Matt Rognile does not like the LM curve (nor does David Romer)

Read the whole post, here is one excerpt:

…many countries now operate under an inflation targeting framework, in which responding to inflation is the key feature of the policy rule. In this environment, depicting policy as a relationship between “Y” and “i” misses what’s really going on—better to abandon the upward-sloping LM curve altogether and use a simple horizontal line to depict the current policy rate. I’m not alone in this sentiment.

David Romer wrote an entire piece for the JEP in 2000 called Keynesian Macroeconomics without the LM Curve. (As the title suggests, he shares my feelings on the matter.) Tyler Cowen puts this at #6 on his list of grievances. It’s a pretty obvious point—yet, for reasons I don’t entirely understand, we still print thousands of undergraduate textbooks a year with LM front and center.

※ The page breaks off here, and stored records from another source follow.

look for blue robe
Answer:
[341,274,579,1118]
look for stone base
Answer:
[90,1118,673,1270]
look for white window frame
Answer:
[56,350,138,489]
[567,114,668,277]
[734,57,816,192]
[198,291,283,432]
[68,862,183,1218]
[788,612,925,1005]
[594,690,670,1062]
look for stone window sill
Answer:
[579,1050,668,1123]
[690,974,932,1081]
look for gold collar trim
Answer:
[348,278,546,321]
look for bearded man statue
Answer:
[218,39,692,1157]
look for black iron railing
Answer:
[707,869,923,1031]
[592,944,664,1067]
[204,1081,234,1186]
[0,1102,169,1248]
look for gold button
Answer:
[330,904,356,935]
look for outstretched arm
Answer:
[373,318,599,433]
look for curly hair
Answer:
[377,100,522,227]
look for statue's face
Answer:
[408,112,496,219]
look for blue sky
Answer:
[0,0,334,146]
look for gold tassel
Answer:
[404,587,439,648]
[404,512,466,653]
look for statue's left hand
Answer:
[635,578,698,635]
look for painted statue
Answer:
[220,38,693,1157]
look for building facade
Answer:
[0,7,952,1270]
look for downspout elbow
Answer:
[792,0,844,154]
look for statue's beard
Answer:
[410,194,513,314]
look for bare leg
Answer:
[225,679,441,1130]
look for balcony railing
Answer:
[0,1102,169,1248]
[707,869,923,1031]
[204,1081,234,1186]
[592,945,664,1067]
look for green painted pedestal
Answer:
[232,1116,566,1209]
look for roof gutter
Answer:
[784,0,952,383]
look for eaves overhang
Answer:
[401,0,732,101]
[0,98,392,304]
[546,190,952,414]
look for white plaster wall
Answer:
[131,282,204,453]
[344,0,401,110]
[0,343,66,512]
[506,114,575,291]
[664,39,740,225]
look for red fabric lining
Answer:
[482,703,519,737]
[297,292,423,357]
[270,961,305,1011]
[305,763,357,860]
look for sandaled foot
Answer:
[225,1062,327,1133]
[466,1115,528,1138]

Matt is an economics Ph.d student at MIT and an expert in macroeconomics.

Here is a good quotation from the above-cited David Romer piece (Romer, by the way, is not a member of my tribe, in fact he is a tenured professor at Berkeley):

In short, recent developments work to the disadvantage of IS-LM. This observation suggests that it is time to revisit the question of whether IS-LM is the best choice as the basic model of short-run fluctuations we teach our undergraduates and use as a starting point for policy analysis. The thesis of this paper is that it is not.